How to Optimize Rank Data in MySQLby Baron Schwartz
Imagine a site that keeps track of gamers' scores in computer games and displays gamers in "leaderboards" ordered by decreasing score. The site is written in PHP and the backend is a MySQL 5 database server. Because the data changes frequently, the server uses the InnoDB storage engine.
This scenario occurs often in applications that need to rank and paginate data by some criterion such as popularity, score, or recency. Forums are a good example, as are hot lists on social bookmarking sites.

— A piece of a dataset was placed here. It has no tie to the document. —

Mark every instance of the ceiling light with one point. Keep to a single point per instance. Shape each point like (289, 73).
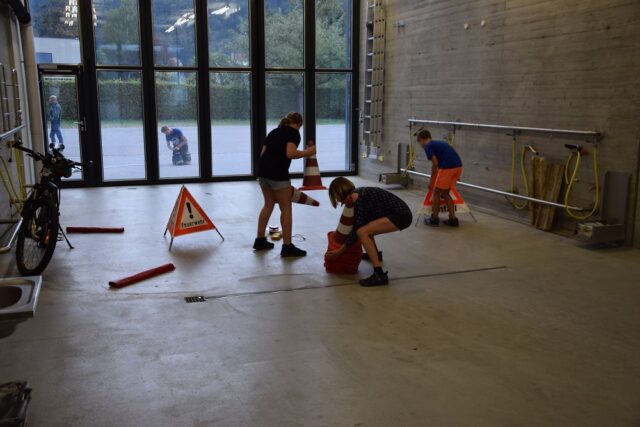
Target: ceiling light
(221, 11)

Because the example gaming site has millions of users, the leaderboards use pagination. This means they require a combination of ranking and limits with offets. This is a common requirement, and it's hard to optimize. The obvious queries will probably not perform well under heavy load or high concurrency, and don't scale with increasing data size. The ranking information will either be expensive to generate or expensive to maintain.
I've found three possible solutions. The obvious design performs badly, but there is a better way.
I think these designs are appropriate for a mid-sized site, which is big enough that you can't use a single MySQL server without optimization, but not so big that it requires massive clustering or horizontal scaling. My goal is to show how you can design ranking applications to get more out of your existing systems.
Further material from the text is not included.